Archiv für Neue Soziale Bewegungen
Prozess Polizeiübergriff

Prozess Polizeiübergriff

Inhalt:
1. Medienbericht


1. Medienbericht (Originalquelle: http://ch.indymedia.org/de/2010/07/76668.shtml)
«Polizisten haben mich verprügelt»
Der Kläger sagt, er sei von Polizisten verprügelt worden. Der Staatsanwalt spricht von einem Unfall und fordert Freispruch.
Die Story, die der 28-jährige Privatkläger schildert, tönt wie eine Szene aus einem brutalen Film. Er, halb Brasilianer, halb Schweizer, sei in einer Januarnacht 2008 auf der Polizeiwache Waisenhausplatz in einem Warteraum zurückgehalten worden. Seine Bitte an die Beamten: ein Glas Wasser. Die Antwort: «Du kannst aus der Toilette trinken», ehe er nach einer kurzen Wartezeit durch die Luke in der Tür doch ein Glas mit lauwarmem Wasser erhielt. Aus Ärger habe er die Flüssigkeit in Richtung des Polizisten geschüttet. Daraufhin sei er von mehreren Polizisten aus der Zelle gezerrt und im Gang verprügelt worden. Die Folgen: Blutergüsse und ein gebrochener Arm.
«So etwas darf nicht passieren – egal, wie lang das Vorstrafenregister meines Mandanten ist, egal, wie stark betrunken er in dieser Nacht war», sagte der Anwalt des Privatklägers gestern vor dem Strafeinzelgericht VIII Bern-Laupen. Die Polizisten seien zu verurteilen wegen einfacher Körperverletzung, Tätlichkeit und Amtsmissbrauchs.

«Nachbar ist am Spinnen»
Anders tönt die Geschichte aus Sicht der Polizisten: In besagter Nacht rücken sie an die Eigerstrasse aus.
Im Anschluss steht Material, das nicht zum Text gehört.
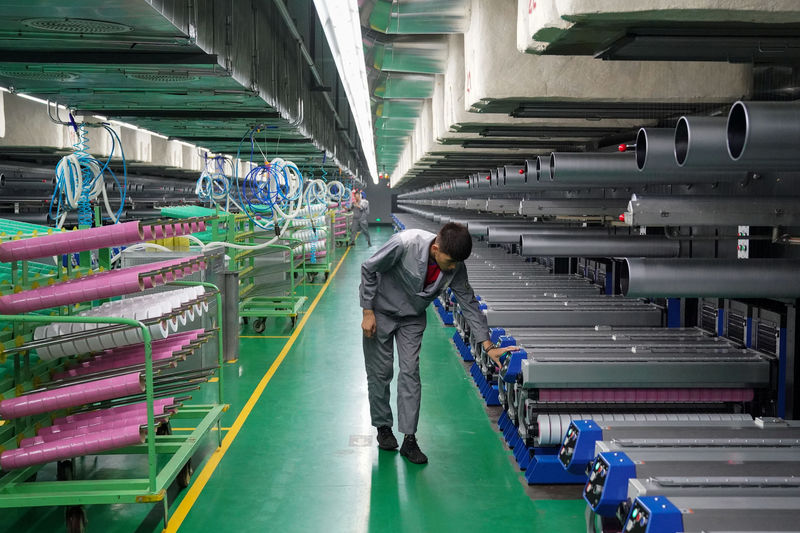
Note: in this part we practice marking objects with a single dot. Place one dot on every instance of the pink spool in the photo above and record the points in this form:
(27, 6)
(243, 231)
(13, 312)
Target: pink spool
(110, 412)
(96, 442)
(73, 241)
(139, 420)
(100, 365)
(71, 396)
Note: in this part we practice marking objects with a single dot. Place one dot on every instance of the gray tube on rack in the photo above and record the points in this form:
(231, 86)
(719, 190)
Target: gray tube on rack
(764, 134)
(594, 244)
(701, 143)
(712, 278)
(510, 234)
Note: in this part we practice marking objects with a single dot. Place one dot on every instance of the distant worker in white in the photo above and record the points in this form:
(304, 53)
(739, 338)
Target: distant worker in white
(397, 284)
(360, 210)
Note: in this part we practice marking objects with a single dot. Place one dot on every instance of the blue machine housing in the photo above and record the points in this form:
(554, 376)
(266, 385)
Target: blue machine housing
(495, 334)
(653, 514)
(608, 482)
(512, 365)
(577, 449)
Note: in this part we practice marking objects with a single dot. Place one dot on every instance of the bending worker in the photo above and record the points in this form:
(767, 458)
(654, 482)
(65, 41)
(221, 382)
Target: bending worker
(360, 210)
(397, 284)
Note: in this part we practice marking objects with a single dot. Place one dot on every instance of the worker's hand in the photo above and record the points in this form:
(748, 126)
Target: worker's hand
(495, 353)
(368, 325)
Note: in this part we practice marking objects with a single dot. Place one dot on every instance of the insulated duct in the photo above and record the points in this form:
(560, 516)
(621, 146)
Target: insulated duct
(764, 134)
(595, 244)
(712, 278)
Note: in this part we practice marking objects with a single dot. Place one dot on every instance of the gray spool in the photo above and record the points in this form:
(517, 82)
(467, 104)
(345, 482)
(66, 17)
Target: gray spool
(712, 278)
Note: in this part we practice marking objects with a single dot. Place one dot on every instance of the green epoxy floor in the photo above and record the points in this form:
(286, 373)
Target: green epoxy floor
(306, 458)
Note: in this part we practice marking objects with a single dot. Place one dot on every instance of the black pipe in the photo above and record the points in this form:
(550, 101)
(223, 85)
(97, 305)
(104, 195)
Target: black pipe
(764, 134)
(656, 161)
(700, 142)
(598, 168)
(511, 233)
(594, 244)
(712, 278)
(544, 168)
(530, 170)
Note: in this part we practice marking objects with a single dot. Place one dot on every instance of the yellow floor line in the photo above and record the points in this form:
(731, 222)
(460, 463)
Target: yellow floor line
(202, 478)
(192, 429)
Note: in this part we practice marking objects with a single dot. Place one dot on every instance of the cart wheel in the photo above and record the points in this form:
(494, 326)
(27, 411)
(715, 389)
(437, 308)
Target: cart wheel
(185, 475)
(76, 519)
(65, 470)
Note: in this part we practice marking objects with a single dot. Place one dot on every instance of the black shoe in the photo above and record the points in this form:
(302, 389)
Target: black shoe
(386, 440)
(410, 450)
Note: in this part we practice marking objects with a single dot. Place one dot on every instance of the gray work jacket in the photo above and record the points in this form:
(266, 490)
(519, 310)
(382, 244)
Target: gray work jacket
(392, 281)
(361, 212)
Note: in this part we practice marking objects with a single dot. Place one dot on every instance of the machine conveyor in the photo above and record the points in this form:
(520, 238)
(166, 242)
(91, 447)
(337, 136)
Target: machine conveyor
(611, 470)
(736, 369)
(660, 514)
(553, 316)
(579, 442)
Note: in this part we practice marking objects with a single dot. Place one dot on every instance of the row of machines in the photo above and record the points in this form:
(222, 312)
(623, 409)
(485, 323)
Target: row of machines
(655, 423)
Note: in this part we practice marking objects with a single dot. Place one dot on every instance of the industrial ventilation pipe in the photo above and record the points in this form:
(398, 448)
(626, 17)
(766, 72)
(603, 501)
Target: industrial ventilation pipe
(655, 159)
(712, 278)
(764, 134)
(511, 234)
(701, 143)
(596, 244)
(589, 168)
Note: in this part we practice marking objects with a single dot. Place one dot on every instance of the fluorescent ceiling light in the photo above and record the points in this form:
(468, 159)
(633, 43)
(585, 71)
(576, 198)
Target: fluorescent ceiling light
(342, 26)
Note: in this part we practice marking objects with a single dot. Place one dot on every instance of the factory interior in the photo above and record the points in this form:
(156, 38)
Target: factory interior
(185, 250)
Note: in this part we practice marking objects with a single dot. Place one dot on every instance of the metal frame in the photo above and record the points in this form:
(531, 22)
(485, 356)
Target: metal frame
(16, 492)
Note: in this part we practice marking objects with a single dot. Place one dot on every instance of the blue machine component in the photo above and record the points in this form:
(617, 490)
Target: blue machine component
(607, 486)
(577, 449)
(512, 365)
(495, 334)
(463, 349)
(544, 468)
(653, 514)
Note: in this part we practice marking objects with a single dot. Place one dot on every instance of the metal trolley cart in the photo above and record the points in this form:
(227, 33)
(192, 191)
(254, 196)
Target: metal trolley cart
(103, 382)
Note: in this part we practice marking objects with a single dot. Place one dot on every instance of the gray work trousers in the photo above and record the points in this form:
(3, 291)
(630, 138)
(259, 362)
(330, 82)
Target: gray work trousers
(379, 361)
(363, 225)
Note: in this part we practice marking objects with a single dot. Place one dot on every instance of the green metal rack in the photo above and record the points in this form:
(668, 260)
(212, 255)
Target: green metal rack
(168, 456)
(269, 277)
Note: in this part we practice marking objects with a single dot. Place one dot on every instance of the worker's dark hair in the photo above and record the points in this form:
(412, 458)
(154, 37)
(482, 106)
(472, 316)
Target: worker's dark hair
(455, 240)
Ein Hausbewohner hat sich wegen Lärmbelästigung beschwert und erwähnt, sein Nachbar sei am Spinnen. Die Polizisten treffen auf einen jungen Mann, der zuvor im Ausgang über hundert Franken versoffen und dazu starke Medikamente geschluckt hat. Die Beamten stellen fest, dass der Mann im Fahndungssystem wegen unbezahlter Bussen ausgeschrieben ist und nehmen ihn mit auf die Wache. Im Warteraum erhält er ein Glas Wasser und darf mit dem Handy die Mutter anrufen, um zu fragen, ob sie seine Bussen begleichen könne. Sonst droht ihm als Ersatzstrafe ein Aufenthalt im Gefängnis.

«Arschloch – hols zurück»
Ein Beamter verlangt das Handy laut eigenen Angaben zurück. Die Antwort: «Arschloch, hols dir zurück.» Als der Beamte die Türe öffnet, wird er angegriffen und fällt hin. Sein Kollege eilt zu Hilfe. Beim Versuch, den Festgehaltenen zu beruhigen, entsteht ein Gerangel, das zum Armbruch führt. Für den Staatsanwalt «ein Unfall – mehr nicht». Die Polizisten hätten ohne Verletzungsvorsatz gehandelt, weshalb der Armbruch keine Körperverletzung sei. Welcher der Versionen Gerichtspräsidentin Christine Schär glaubt? Ihr Urteil gibt sie heute Nachmittag bekannt.